The shift from agricultural export production to a service economy, based fundamentally on tourism, free trade zones, telecommunications, banking, insurance and commerce  has played a significant role over the last two decades in helping upgrade the quality of life in the different nations of the region.

But now we have to move even further. The revolution that has taken place in the areas of information and communications technologies brings the opportunity to Caribbean nations to skip economic development stages and to leapfrog into  a new economic model sustained in a knowledge based economy.

The integration of information technologies into a national development strategy can mean the eternal dreamed opportunity of putting an end to the unfulfilled historical tasks of the industrial revolution and of becoming part of the new digital age.

To make this dream possible, Caribbean countries must concentrate on the development of telecommunications infrastructure, on establishing a regulatory framework, approving an intellectual properties' rights law and paying special attention to the education of the future workforce.

Besides the challenges presented to the Caribbean nations in their drive to be part of the new economy, there is a lot of work to be done in the area of the security of the region that affects equally the Caribbean countries and the United States.

It is well known that much of the drug that is consumed in the United States enters the country following the Caribbean route; and that many offshore banking operations are the result of money laundering transactions.

Massive illegal migration into the United States mainland is a by-product of deteriorating economic and social conditions and political instability of some Caribbean nations that no longer can offer hope to their citizens, who, by fleeing their native countries, create social tensions in the United States.

Political instability disrupts market dynamics, which affects the natural flow of the economy.

In this sense, I must say that Haiti and Cuba have been in the past and will continue to be within the new Bush administration, sources of great concern for U.S. policymakers.

There is no doubt, nowadays, that democracy is the only acceptable form of government, but careful thought should be given at the appropriate way of approaching democratisation in Cuba and Haiti.

It is my belief that isolation and a trade embargo on Cuba for the past four decades have been unsuccessful in trying to bring the Castro regime to its knees. It is time, therefore, to follow other paths.

Lifting the embargo would not only allow the Cuban people  access to world markets, but would also expose them to a new set of democratic ideas and values.

In the meantime, the rest of Caribbean nations are in the process of improving the quality of their democracy through free and fair elections, respect of human rights, strengthening of government institutions and economic and social reforms.

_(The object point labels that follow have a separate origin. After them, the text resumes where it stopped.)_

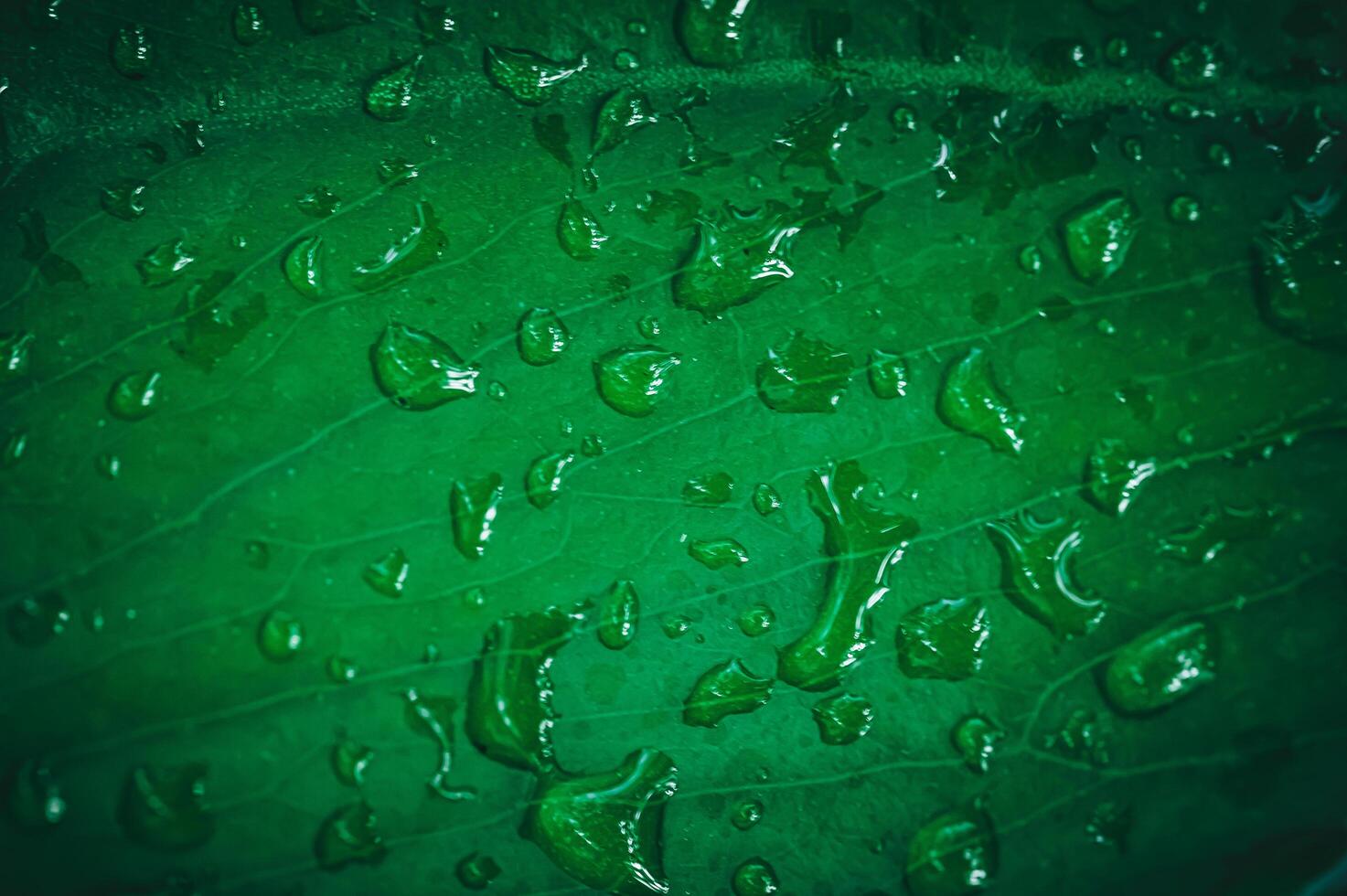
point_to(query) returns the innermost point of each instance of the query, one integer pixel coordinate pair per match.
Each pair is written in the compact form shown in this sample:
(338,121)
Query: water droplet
(843,719)
(509,697)
(318,202)
(943,639)
(971,401)
(1031,259)
(728,688)
(250,26)
(634,380)
(954,853)
(904,119)
(165,807)
(618,612)
(476,870)
(737,256)
(1300,275)
(435,717)
(1037,558)
(472,509)
(341,670)
(1184,209)
(1160,667)
(418,248)
(529,77)
(15,356)
(604,829)
(803,375)
(1109,825)
(135,395)
(888,375)
(543,480)
(711,489)
(390,96)
(757,620)
(745,814)
(165,263)
(1193,65)
(36,620)
(304,270)
(281,636)
(976,740)
(1098,236)
(34,798)
(862,542)
(349,762)
(349,834)
(418,372)
(1215,529)
(765,499)
(1113,478)
(580,232)
(754,878)
(623,113)
(133,53)
(124,199)
(388,574)
(712,31)
(717,552)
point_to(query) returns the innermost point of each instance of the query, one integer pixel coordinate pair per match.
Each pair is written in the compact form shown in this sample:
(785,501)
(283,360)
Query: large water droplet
(418,371)
(862,542)
(1037,573)
(722,690)
(971,401)
(634,380)
(1160,667)
(943,639)
(803,375)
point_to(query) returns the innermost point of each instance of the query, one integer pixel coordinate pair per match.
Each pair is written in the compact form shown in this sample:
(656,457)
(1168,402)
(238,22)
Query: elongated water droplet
(605,829)
(304,269)
(943,639)
(388,574)
(717,552)
(862,540)
(390,96)
(349,834)
(165,807)
(722,690)
(543,480)
(1113,475)
(541,337)
(954,853)
(843,719)
(472,509)
(976,740)
(419,372)
(803,375)
(1037,558)
(618,612)
(1215,529)
(1098,236)
(635,380)
(509,697)
(1160,667)
(529,77)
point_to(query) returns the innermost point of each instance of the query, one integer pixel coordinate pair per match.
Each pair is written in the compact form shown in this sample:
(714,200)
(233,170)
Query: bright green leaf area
(1030,315)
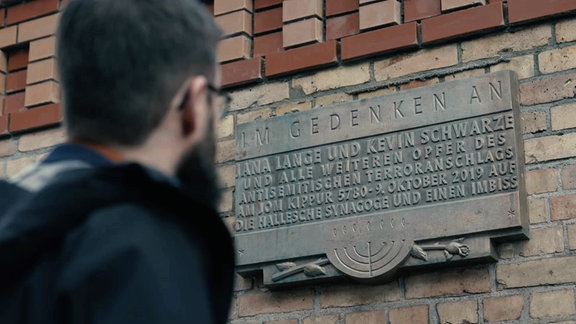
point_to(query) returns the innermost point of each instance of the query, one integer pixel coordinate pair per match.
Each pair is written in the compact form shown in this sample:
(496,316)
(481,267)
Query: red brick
(379,14)
(241,72)
(380,41)
(34,118)
(413,315)
(262,4)
(14,102)
(225,6)
(298,9)
(29,10)
(302,32)
(302,58)
(17,59)
(336,7)
(235,22)
(462,23)
(449,5)
(526,10)
(420,9)
(16,81)
(268,44)
(234,48)
(268,20)
(342,26)
(210,8)
(4,124)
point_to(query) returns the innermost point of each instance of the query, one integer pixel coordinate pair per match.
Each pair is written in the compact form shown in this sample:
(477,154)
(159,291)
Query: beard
(197,171)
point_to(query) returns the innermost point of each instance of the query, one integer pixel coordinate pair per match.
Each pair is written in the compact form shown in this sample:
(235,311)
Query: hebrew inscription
(358,186)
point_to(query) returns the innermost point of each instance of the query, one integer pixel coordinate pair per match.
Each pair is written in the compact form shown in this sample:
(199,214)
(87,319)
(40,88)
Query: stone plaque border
(420,178)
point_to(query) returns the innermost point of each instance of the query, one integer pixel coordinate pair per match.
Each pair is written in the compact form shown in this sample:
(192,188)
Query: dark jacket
(10,194)
(114,245)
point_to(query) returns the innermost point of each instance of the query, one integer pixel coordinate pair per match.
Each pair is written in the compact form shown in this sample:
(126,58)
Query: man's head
(122,62)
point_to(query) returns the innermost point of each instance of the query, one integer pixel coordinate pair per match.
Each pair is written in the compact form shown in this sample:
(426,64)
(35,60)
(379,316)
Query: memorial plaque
(424,177)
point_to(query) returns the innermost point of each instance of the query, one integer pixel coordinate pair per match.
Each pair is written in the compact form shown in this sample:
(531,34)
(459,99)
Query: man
(120,224)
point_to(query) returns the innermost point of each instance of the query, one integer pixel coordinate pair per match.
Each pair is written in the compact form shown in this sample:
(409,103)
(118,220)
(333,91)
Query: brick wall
(293,55)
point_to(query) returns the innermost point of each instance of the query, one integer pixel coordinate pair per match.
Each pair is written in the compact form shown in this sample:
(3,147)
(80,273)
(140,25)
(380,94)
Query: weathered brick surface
(407,64)
(42,48)
(533,121)
(42,93)
(469,21)
(459,4)
(302,32)
(500,43)
(226,127)
(563,207)
(293,107)
(234,48)
(552,303)
(260,95)
(550,148)
(507,308)
(331,99)
(7,147)
(365,317)
(571,229)
(528,10)
(35,141)
(286,321)
(566,31)
(414,315)
(537,210)
(41,71)
(548,89)
(533,280)
(458,312)
(16,166)
(254,303)
(297,9)
(543,241)
(381,13)
(301,58)
(557,59)
(251,115)
(226,151)
(563,116)
(537,272)
(8,36)
(568,176)
(336,78)
(37,28)
(540,181)
(37,117)
(326,319)
(522,65)
(448,282)
(350,295)
(227,174)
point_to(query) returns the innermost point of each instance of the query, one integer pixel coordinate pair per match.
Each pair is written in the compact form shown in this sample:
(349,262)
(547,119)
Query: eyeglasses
(222,100)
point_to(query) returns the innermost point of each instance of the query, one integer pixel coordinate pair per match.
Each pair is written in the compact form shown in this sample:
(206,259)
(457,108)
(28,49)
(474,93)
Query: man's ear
(194,110)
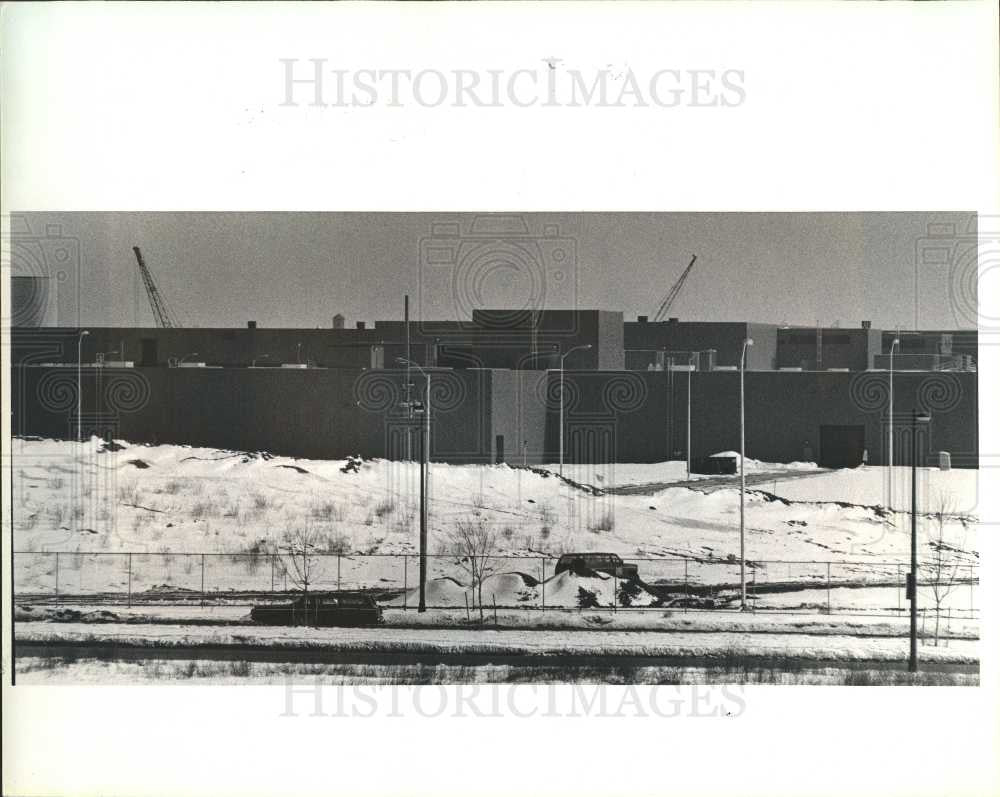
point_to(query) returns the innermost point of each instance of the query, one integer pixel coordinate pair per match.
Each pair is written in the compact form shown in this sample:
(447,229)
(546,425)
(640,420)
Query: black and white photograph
(449,448)
(487,398)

Of course, there are some problems to be tackled. Increasing crime rate must be confronted with energy, law enforcement agencies should undergo profound reform programs, the judicial system must act in a more speedy and fair way, government institutions should modernize and become more efficient when delivering public services, government officials should be held accountable for their promises and deeds, the media should inform in an unbiased and reliable way, civic organizations should remain depoliticised in order to truly represent the communities’ interests.

By working actively on these important issues, we would build foundations for societies where citizens behave  in a responsible manner and political leaders gain their trust and respect.

All these are new issues that can improve the quality of democracy and strengthen the civic culture. The new Bush administration  has a historical opportunity to give an added value of mutual interest and importance to the United States and the Caribbean islands, over the traditional bilateral agenda. We hope it can truly deliver, for that would allow the U.S. and Caribbean nations to be, at the beginning of the twenty-first century, great, trusted and respected partners in the achievement of our common dreams and turn our countries into a much better place to live.